Tony Cragg
Sculptures

Tony Cragg, Manipulations, 2017. Courtesy the artist and Buchmann Galerie. Photos: Michael Richter

Utilitarism and the lowest common denominator decision making that accompanies it destroys cultures and nature and fills our world with simple parameters and dumb geometries.

Tony Cragg, 2006

Tony Cragg (*1949) stands out as one of the foremost sculptors of our time. His oeuvre testifies to a method of working in which he constantly negotiates with questions of the figural by revisiting and further developing sculptural solutions to representation.

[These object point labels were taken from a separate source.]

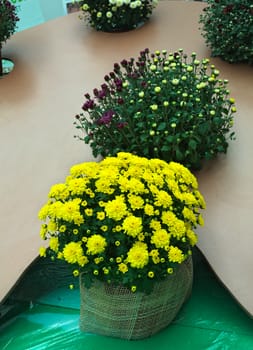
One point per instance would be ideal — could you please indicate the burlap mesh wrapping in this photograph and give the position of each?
(117, 312)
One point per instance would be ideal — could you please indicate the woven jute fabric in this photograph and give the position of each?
(117, 312)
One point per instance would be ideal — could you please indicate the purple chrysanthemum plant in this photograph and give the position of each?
(160, 105)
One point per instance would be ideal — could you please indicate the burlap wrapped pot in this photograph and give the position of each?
(117, 312)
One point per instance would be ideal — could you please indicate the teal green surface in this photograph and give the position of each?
(211, 319)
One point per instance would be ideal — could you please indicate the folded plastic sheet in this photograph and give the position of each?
(211, 319)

Duplication, nesting, and scaling are methods that Tony Cragg masterfully combines in ever-new ways in various groups of works. In the seemingly surreal sculpture Manipulations, splayed hands branch out into fingertips of floret-like forms in a kind of process of exponential growth: A citation to the creative hand of the artist who sees sculpture as creating new forms and structures within our complex living world.

Tony Cragg, Karst, 2020. Courtesy the artist and Buchmann Galerie. Photos: Michael Richter

INQUIRE

Again and again […] we find sculptures that articulate increasingly complicated dynamic movement around a central axis, suggesting physical change and figurative ambiguity, of an individual and multipartite kind. They want to tease us into thinking other thoughts, alternative visions, giving us the object-permission to have them.

Jon Wood, 2019

Layering and stacking is a sculptural principle that Tony Cragg has been exploring since the 1970s. The bronze Karst impressively demonstrates the progress of this principle. The sculpture is reminiscent of geological formations and seems to push against gravity with powerful force.

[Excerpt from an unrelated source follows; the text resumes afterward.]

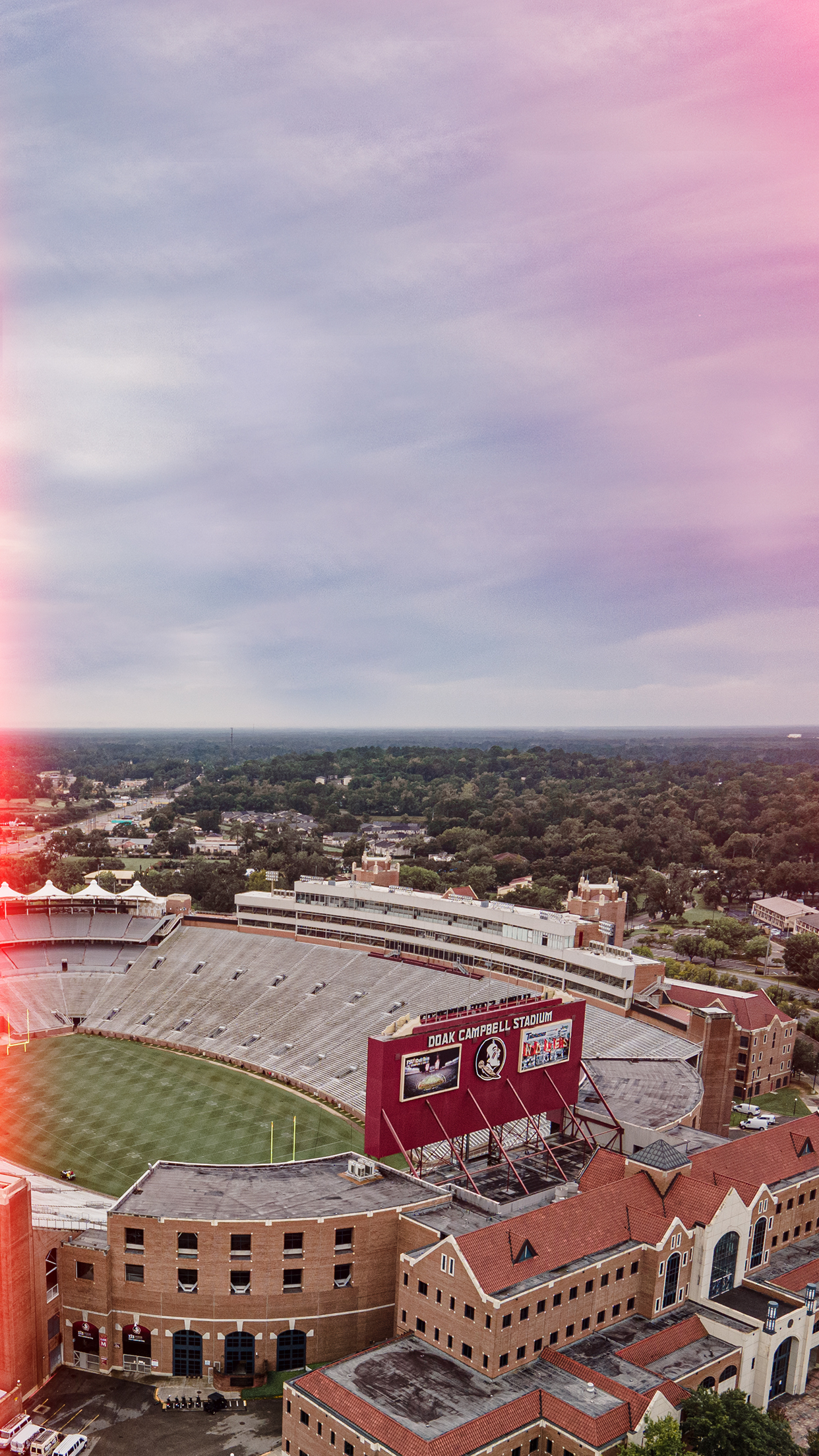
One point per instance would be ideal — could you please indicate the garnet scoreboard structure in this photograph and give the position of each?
(468, 1070)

Form and material are, for Tony Cragg, two equally important aspects of a sculpture. The work Masks, made of plywood manufactured for the artist from bog oak, exploits the industrial compression of the material to create a horizontal linear striation on the surface and thus emphasizes the mellifluous form of the sculpture itself.

His work’s continuity and validity relate to the fundamental questions about the relationship between body, matter, object, and space, which the artist has been dealing with continuously for decades.

In order to decide about the form and structure of many things we will need sculpture and sculptural thinking. I would like to apply sculptural thinking to biomechanics, to government institutions, to social structure etc.

Tony Cragg, 2006

Tony Cragg, Masks, 2020. Courtesy the artist and Buchmann Galerie. Photos: Michael Richter

In the last ten years alone Tony Cragg’s work has been recognized in over 70 solo exhibitions worldwide, including at the Musée du Louvre, Paris, the Hermitage in St. Petersburg, the Central Academy of Fine arts (CAFA) in Beijing and the Yorkshire Sculpture Park in the UK. The Buchmann Galerie has represented Tony Cragg since 1983.